The credit system is broken and other real problems
Windsurf's credit system is the most annoying thing about it. You're debugging something complex, the AI is actually helping, and then boom - you hit your monthly limit. Development doesn't stop because an arbitrary counter hit zero.
The credits are just the start of the problems. After using Windsurf for six months on actual projects, here are the real issues that made me start testing alternatives:
The Credit System Will Screw You
The $15/month Pro plan sounds reasonable until you realize how fast you burn through credits. I hit my limit by the 20th of the month, every month. Then you're stuck either paying per-request (expensive) or waiting until next month (useless).
Multiple users on Reddit report burning credits 10x faster than expected, with some complaining about Windsurf quietly changing pricing without proper notice.
GitHub Copilot charges $10/month with no limits. Cursor is $20/month but also unlimited. Even if Windsurf worked perfectly, the pricing model comparison sucks for anyone who codes regularly.
It Breaks on Large Codebases
Windsurf's Cascade feature works fine for toy projects but shits the bed on real codebases. Tested it on a React 18.x monorepo with like 50+ components and ~200k lines of TypeScript - Cascade would timeout after 30 seconds with Error: Context window exceeded
. Even when it worked, suggestions were garbage like "add PropTypes" to TypeScript files. Like, what the fuck? It's TypeScript for a reason.
React 18 useEffect infinite loops are common debugging scenarios where you need AI that understands dependency arrays properly. The official React docs even mention these patterns, but Windsurf's suggestions often make things worse.

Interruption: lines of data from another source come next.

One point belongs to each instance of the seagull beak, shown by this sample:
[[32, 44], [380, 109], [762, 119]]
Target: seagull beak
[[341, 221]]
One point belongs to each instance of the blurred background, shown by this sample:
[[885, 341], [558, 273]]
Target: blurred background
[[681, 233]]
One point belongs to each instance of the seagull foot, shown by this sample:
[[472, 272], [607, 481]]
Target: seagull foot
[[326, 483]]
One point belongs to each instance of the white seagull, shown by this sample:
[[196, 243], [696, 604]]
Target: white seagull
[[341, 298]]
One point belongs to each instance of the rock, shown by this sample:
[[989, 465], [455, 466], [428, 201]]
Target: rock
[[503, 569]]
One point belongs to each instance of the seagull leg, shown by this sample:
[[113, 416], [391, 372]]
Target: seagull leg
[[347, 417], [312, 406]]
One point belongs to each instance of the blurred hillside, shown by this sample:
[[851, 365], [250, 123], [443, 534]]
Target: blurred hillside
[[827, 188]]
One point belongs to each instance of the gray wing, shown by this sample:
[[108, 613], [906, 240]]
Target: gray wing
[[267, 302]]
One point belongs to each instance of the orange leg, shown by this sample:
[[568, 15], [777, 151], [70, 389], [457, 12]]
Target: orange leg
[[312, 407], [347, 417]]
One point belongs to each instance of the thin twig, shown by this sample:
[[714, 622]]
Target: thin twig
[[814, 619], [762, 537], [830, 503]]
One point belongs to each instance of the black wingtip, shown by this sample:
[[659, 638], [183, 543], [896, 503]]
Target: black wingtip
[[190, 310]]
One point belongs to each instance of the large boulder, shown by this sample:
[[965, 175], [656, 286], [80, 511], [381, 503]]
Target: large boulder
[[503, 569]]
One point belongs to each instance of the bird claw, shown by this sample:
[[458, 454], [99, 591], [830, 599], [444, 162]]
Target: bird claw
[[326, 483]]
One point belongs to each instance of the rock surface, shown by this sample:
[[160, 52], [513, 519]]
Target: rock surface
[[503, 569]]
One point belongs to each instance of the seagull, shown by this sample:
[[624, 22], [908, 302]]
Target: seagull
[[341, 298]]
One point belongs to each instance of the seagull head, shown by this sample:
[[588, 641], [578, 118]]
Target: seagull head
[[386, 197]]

I filed a GitHub issue about this a few months back and they blamed it on "workspace complexity" instead of fixing their context handling.
Cursor indexes everything upfront (takes 3-5 minutes for large repos) but then actually understands your codebase. Cursor has memory leaks on M1 Macs though - restart it every few hours or watch your laptop become a space heater.
Limited Model Options
Windsurf mostly uses Claude 3.5 Sonnet, which is good, but sometimes you want options. Maybe GPT-4 is better for your specific use case, or you want to try a faster model for simple autocomplete.
Most alternatives let you switch between multiple AI providers. Continue.dev even works with local models if you're paranoid about sending code to the cloud. You can run CodeLlama or Deepseek Coder locally through Ollama.
Migration Is Actually Easy
Switching isn't as painful as you'd think. Most of these tools import VS Code settings and extensions automatically. If you're already using VS Code with Windsurf, moving to Cursor or Continue.dev takes maybe 30 minutes to set up.
Migration guides show that switching is easy. Whether it's worth it depends on whether the new tool actually works better for your specific workflow.